- Theatrical release poster
- Directed by: Alejandro González Iñárritu
- Written by: Alejandro González Iñárritu; Armando Bó; Nicolás Giacobone;
- Produced by: Alejandro González Iñárritu; Jon Kilik; Fernando Bovaira;
- Starring: Javier Bardem
- Cinematography: Rodrigo Prieto
- Edited by: Stephen Mirrione
- Music by: Gustavo Santaolalla
- Production companies: Menage Atroz; MOD Producciones; Focus Features International; Televisión Española; Televisió de Catalunya; ICAA Ministerio de Cultura; Ikiru Films; Cha Cha Cha Films (uncredited);
- Distributed by: Videocine (Mexico); Universal Pictures (Spain);
- Release dates: 17 May 2010 (Cannes); 22 October 2010 (Mexico); 3 December 2010 (Spain);
- Running time: 147 minutes
- Countries: Mexico; Spain;
- Languages: Spanish; Mandarin; Wolof;
- Budget: $35 million
- Box office: $24.7 million

= Biutiful =

2010 film by Alejandro González Iñárritu

Biutiful is a 2010 psychological tragedy film directed, produced and co-written by Alejandro González Iñárritu, and starring Javier Bardem. The project marks Iñárritu's first film in his native Spanish language since his debut feature Amores perros (2000). Alfonso Cuarón and Guillermo del Toro (who make up the "Three Amigos" with Iñárritu in the film industry) serve as associate producers. The film follows Uxbal, a criminal and father who is diagnosed with prostate cancer and seeks to settle his affairs and responsibilities before he dies. The title is in reference to the phonetic spelling in Spanish of the English word beautiful.

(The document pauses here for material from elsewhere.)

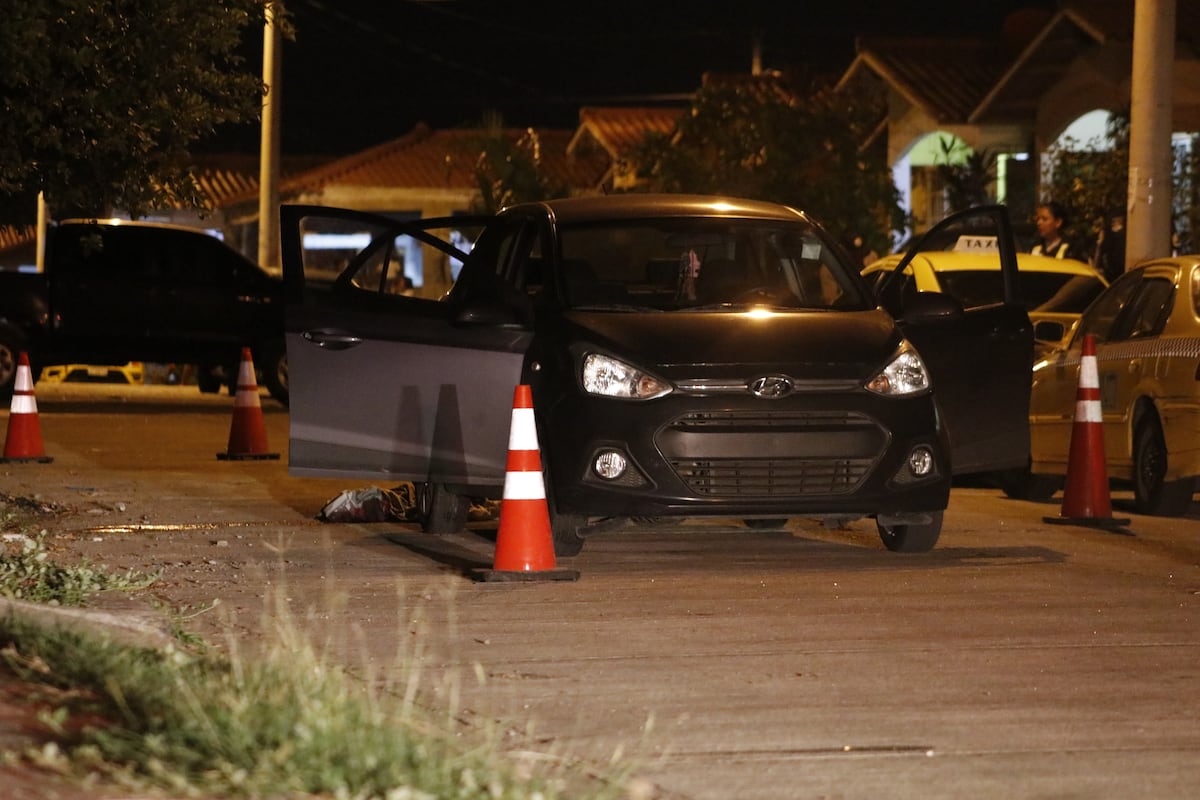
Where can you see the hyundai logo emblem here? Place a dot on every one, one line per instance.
(771, 386)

Biutiful premiered at the 2010 Cannes Film Festival, and was released theatrically by Videocine in Mexico and United International Pictures in Spain on 22 October 2010 and 3 December, respectively. The film received mixed reviews from critics, and was a box-office bomb grossing $24.7 million worldwide on a budget of $35 million. It was nominated for two Academy Awards in 2011: Best Foreign Language and Best Actor for Bardem; his nomination was the first entirely Spanish-language performance to be nominated for the award. Bardem also received the Best Actor Award at Cannes for his work on the film.

==Plot==
Uxbal lives in a shabby apartment in Barcelona with his two young children, Ana and Mateo. He is separated from their mother Marambra, an alcoholic masseuse with bipolar disorder. Having grown up an orphan, Uxbal has no family other than his brother Tito, who works in the construction business (and sometimes solicits Marambra's services). Uxbal earns a living by procuring work for a group of Chinese illegal immigrants who make forged designer goods which a group of African street vendors then sell. He also works as a medium to the dead, passing on messages from the recently deceased at wakes and funerals. When he is diagnosed with terminal prostate cancer, leaving him with only a few months to live, his world progressively falls apart.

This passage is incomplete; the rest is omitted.